And from this, I think maybe I found the two pieces of info I needed:

  • First instruction byte: windows_specific.size_of_headers (512)
  • RIP starting value: address_of_entry_point (12586)

But I'm basically guessing. Could anyone more familiar with this meta data explain the correct properties to look at to get the info I need?


Solution

  • Windows executable file begins with 16bit DOS stub. Double word at the file offset 60 contains offset of DWORD PE signature, in your example it is 60: 80 00 00 00, i.e. 128 in decimal. PE signature is immediately followed with COFF file header (file offset 132). You may want to confront your hexadecimal dump with structure of headers in assembly language. COFF_FILE_HEADER.Machine is 132: 4C 01, i.e. 0x14C which signalizes 32bit executable. In 64bit executable it would be 0x8664.

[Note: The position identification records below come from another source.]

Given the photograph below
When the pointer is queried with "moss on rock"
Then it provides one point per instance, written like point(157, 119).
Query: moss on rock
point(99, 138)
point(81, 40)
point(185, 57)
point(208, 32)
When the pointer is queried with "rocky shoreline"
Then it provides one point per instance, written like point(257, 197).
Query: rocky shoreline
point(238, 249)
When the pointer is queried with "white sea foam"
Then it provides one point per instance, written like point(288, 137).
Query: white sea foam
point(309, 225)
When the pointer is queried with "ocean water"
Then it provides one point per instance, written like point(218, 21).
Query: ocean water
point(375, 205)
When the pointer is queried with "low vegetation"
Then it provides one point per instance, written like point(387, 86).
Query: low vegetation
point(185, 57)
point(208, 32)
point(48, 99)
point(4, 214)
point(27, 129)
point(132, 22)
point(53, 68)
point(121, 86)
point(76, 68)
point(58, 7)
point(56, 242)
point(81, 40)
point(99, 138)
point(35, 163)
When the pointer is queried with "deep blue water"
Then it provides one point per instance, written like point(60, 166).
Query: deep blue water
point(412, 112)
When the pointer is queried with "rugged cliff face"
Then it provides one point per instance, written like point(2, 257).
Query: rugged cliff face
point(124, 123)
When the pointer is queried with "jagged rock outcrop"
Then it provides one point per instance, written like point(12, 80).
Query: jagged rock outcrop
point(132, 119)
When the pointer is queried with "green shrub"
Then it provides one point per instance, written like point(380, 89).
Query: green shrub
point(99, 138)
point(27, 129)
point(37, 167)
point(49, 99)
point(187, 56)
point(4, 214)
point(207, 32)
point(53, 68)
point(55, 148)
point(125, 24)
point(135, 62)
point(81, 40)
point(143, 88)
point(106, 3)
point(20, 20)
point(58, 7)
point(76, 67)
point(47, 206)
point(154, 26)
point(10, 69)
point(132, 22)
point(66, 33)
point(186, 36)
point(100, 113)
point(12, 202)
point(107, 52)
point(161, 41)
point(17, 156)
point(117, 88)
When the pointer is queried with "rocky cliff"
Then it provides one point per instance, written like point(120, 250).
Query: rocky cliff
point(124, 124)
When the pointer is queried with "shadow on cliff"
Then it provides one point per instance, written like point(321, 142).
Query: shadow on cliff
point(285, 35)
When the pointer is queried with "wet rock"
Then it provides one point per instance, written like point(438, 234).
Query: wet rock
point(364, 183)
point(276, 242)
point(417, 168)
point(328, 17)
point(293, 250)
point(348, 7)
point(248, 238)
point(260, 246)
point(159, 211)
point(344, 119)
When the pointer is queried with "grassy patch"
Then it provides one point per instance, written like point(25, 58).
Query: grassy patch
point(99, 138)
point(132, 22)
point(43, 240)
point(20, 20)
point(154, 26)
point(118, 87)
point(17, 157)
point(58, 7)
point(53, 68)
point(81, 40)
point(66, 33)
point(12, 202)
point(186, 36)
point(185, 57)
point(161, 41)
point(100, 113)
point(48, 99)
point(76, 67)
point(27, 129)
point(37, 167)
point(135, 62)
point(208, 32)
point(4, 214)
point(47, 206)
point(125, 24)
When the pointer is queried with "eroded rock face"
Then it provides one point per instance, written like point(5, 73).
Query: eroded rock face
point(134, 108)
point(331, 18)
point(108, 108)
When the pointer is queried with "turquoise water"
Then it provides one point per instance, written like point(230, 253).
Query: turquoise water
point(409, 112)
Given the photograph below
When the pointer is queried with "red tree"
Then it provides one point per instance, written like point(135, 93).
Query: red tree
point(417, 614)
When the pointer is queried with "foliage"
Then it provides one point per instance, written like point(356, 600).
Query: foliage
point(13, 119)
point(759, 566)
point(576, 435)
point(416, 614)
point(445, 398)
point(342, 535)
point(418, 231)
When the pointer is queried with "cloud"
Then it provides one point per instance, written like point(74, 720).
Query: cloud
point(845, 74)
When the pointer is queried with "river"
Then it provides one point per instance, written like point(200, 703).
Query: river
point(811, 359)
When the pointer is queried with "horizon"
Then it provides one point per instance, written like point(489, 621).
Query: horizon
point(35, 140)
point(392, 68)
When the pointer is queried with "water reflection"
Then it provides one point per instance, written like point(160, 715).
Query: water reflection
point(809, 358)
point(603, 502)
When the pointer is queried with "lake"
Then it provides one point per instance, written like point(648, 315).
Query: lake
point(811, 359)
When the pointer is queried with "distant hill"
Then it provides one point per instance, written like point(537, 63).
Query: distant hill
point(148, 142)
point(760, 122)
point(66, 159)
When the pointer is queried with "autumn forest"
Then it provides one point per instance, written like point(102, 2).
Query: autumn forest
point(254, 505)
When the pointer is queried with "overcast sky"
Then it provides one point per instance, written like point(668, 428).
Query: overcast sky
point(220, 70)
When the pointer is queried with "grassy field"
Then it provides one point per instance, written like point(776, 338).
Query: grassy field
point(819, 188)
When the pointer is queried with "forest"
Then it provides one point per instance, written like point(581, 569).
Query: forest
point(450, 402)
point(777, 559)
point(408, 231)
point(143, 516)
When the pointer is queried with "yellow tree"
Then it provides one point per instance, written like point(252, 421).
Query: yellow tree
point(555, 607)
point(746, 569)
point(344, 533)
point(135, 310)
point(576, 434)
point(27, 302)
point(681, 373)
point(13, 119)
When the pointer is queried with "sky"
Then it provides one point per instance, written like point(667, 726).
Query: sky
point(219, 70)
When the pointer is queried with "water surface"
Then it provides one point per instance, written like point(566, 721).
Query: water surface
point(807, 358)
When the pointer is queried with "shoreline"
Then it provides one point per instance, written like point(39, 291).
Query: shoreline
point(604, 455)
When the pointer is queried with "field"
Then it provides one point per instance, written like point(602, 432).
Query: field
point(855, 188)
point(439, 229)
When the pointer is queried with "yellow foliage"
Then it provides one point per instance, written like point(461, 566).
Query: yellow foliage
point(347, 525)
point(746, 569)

    File header is followed by COFF section headers. You are interrested in those sections, which have set bit SCN_MEM_EXECUTE=0x2000_0000 in COFF_SECTION_HEADER.Characteristics.

    COFF_SECTION_HEADER.PointerToRawData specifies file offset of the start of code. Dissect out .SizeOfRawData bytes which start at this file offset and submit that portion of code it to your disassembler. Beware that on run-time the code will be in fact mapped to .VirtualAddress, different from .PointerToRawData.